Lucina Kathmann has been producing the trilingual newsletter Network, Le Réseau/la Red for the Committee every year since 1992! Now it is online rather than on paper. She gave us a brief history of the Committee, including the reason that we are enabled to attend the UN for the Committee on the Status of Women. Back in 1995 the then chair, Greta Rana of Nepal, took a group of Nepali women to the World Congress of Women in Beijing, and ever since then we have been allowed representation at the annual meeting at the UN every March. Lucina has headed that delegation, which now includes Elizabeth Starčević, and a report always appears in the Network. Violence against women is apparently getting worse, but statistics about death in childbirth are getting better. One new development is that girls are missing school because of menstrual problems and a lack of sanitary goods; even men are finally addressing this problem.

A second Empty Chair was the poet María Cristina Garrido Rodríguez of Cuba, who was arrested in 2021, beaten, and sentenced to seven years in jail. For the first year she was not allowed pen and paper. German PEN is working for her release.

A panel discussion concerned “Women Writers, Solutions and Hate Speech: Focus on Social Media” moderated by Tanja Tuma (Slovenian PEN).
On the panel were Margie Orford (South Africa), Wezi Msukwa-Panje (Malawi), Mahi Ramakrishnan of Malaysia. Margie told us that there was a long-standing prejudice against women speaking in a public sphere, and online is now the equivalent of that public sphere. It is hard to deal with old issues in a new form. The roots of femicide are in the erasure of women’s speech.

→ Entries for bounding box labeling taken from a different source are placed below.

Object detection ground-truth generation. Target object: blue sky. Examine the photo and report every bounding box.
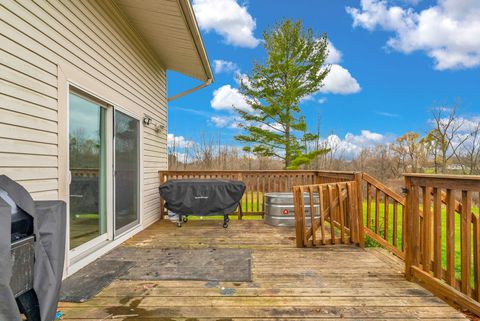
[168,0,480,155]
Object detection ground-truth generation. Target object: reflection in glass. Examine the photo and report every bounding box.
[115,111,139,231]
[69,93,106,249]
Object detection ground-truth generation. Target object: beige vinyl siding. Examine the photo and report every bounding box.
[0,0,167,225]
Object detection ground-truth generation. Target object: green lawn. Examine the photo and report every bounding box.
[363,201,479,280]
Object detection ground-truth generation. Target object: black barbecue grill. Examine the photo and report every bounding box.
[159,179,245,228]
[0,175,66,321]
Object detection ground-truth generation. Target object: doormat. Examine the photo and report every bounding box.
[60,258,135,303]
[107,247,252,282]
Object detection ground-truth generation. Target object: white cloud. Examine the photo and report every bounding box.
[325,40,342,64]
[377,111,400,118]
[213,59,239,74]
[193,0,260,48]
[210,116,240,128]
[167,134,195,148]
[324,130,392,157]
[210,85,251,111]
[320,64,362,95]
[347,0,480,70]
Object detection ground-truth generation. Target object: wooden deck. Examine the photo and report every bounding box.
[59,221,465,321]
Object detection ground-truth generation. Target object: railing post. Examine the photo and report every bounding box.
[237,172,242,221]
[158,171,165,220]
[403,176,420,281]
[293,186,306,247]
[355,172,365,248]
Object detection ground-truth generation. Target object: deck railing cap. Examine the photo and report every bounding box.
[403,173,480,181]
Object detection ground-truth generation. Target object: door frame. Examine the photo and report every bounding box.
[65,88,113,260]
[63,84,144,264]
[112,106,144,239]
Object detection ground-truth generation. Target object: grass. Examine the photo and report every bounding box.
[363,201,479,285]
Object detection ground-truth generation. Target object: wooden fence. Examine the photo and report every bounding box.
[361,173,406,259]
[293,181,361,247]
[294,173,480,315]
[160,171,480,315]
[159,170,354,219]
[405,174,480,315]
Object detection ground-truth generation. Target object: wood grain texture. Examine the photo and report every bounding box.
[59,220,466,321]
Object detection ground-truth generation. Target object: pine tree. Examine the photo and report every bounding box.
[235,20,330,169]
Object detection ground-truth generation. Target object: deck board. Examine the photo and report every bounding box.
[60,221,466,321]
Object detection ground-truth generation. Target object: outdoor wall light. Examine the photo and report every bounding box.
[155,125,165,134]
[143,115,152,126]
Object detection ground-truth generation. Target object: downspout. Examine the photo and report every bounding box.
[167,78,213,102]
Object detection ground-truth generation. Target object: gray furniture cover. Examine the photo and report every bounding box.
[0,175,66,321]
[160,179,245,216]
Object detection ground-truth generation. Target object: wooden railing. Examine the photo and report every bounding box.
[361,173,406,259]
[405,174,480,315]
[159,170,354,219]
[293,181,361,247]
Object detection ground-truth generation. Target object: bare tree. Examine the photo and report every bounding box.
[427,106,467,173]
[455,119,480,175]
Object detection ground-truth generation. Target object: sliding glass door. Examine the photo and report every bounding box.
[114,110,140,235]
[68,90,141,257]
[69,93,107,250]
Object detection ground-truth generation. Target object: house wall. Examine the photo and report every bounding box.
[0,0,167,226]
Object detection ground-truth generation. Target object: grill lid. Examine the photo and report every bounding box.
[159,179,245,215]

Is hate speech against men different from hate speech against women? The crucial difference is that hate speech against men consists of calling them insulting names, whereas hate speech against women is always sexual and violent with threats of rape and other intimidation. Women may censor their own speech to avoid threats. (Tanja Tuma recommended Our Bodies, Their Battlefield by Christina Lamb.)

But how can we fight back? Literacy is essential. Boko Haram kidnaps girls from school precisely to prevent it. PEN can interact with states, but social media are in the province of private organisations; how can we deal with free speech issues with these private bodies? This is an important question for PEN to address. PEN needs new strategic thinking, new tools to deal with the problem of social media.